Sunday, August 18, 2024

My Favorite Creekbeds

 Woke up in the darknesss last night as I regained consciousness I noticed that a rainstorm had started. A more beats of consciousness brought to me the awareness that it was a ferocious storm of heavy hand and strong winds, the kind found at the front of the storm as it comes in. My instinctual reaction to panic slightly that something might be getting rained on, that I would prefer not to get rained on, kicked in, and it was confirmed in my conscious mind by the remembrance that I had used the rice-paper folding screen on the porch the previous day but had not put it away the night before, but left it out by the edge of the patio. Even in mild winds it is prone to tipping over, and then of impaling itself (yet again) on the posts of the bamboo folding fence, which is sturdy in all winds, but not high enough to provide the necessary shade for the sun in the morning hours.

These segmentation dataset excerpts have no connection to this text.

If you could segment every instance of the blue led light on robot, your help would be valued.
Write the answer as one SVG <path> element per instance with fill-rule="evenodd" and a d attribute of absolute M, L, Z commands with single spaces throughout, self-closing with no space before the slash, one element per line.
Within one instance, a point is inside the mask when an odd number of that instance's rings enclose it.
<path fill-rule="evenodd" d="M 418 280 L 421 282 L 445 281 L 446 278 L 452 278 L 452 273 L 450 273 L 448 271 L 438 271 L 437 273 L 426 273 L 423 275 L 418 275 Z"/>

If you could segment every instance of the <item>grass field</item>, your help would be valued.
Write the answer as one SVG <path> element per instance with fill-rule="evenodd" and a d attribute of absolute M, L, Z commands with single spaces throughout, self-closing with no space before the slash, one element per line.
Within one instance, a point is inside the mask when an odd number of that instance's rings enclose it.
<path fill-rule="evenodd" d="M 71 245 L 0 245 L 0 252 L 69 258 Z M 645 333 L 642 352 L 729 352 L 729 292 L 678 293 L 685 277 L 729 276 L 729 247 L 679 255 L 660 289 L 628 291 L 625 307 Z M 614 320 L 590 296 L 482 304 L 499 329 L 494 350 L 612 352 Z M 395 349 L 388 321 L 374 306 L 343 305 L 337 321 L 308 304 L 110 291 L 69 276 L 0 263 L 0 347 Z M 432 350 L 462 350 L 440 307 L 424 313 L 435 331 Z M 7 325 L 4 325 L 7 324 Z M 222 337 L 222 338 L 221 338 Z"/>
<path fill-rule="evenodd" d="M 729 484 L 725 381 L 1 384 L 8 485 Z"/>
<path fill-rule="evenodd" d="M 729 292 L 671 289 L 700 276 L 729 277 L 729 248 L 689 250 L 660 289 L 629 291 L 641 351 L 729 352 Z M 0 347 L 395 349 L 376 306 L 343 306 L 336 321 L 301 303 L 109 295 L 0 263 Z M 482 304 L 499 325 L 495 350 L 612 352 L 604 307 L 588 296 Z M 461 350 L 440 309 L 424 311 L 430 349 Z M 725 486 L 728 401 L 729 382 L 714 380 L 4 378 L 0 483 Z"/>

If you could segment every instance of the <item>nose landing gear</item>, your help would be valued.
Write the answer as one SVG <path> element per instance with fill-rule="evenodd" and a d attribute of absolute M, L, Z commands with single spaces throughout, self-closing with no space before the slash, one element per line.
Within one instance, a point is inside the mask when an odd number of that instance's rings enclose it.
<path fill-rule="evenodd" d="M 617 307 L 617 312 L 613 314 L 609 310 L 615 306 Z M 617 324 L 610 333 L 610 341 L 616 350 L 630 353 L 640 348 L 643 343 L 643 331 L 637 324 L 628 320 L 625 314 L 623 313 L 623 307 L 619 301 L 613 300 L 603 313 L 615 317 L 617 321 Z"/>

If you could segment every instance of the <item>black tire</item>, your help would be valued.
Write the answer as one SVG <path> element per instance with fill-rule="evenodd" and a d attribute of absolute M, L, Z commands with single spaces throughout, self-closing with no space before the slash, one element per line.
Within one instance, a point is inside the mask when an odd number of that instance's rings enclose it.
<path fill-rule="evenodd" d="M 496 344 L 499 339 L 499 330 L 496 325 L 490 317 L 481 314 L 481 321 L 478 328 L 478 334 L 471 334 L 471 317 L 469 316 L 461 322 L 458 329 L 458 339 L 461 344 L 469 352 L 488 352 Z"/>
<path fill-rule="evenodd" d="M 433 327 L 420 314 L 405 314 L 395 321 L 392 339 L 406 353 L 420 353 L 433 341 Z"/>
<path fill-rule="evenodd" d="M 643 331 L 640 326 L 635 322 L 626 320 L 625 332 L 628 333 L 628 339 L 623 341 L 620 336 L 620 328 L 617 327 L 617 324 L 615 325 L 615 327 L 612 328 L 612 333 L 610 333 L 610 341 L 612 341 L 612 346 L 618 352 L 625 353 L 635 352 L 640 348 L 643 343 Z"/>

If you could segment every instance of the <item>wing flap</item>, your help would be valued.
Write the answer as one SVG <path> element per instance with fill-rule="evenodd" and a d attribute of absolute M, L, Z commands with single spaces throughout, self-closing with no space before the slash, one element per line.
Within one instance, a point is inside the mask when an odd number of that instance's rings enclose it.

The rice paper folding screen is higher, and serves that purpose well in the morning despite multiple punctures from my negligence.

The rain was hard and I sat outside savoring it in the pitch darkness, on the rustic rocking chair that belongs technically to her mother, as it sat on their porch in their log cabin in Ohio before they moved to Arizona.

The peak of the ferociousness of the wind passed and gave way to mild gusts amidst a heavy steady downpour, which splashed onto the tilied roofs of the building and the asphalt and concrete below. Such a rain here is rare. "A monsoon rain at last," I said. We had gonie long into the summer without one, even as storms hit other parts of the Valley. We had seen dense dark clouds over the mountains, and rain had come to the far side but not to us. Finally we got some relief. 

I imagined out in the darkness the stream beds gathering up into a laminar sheets of water in the depressions, and then elongated into longer sheets until they connect and like a train, begin rolling downhills on the soaked ground, held above by the surface tension of the water. My favorite creek beds would begin flowing, even they have been re-engineered by the landscaping needs of development.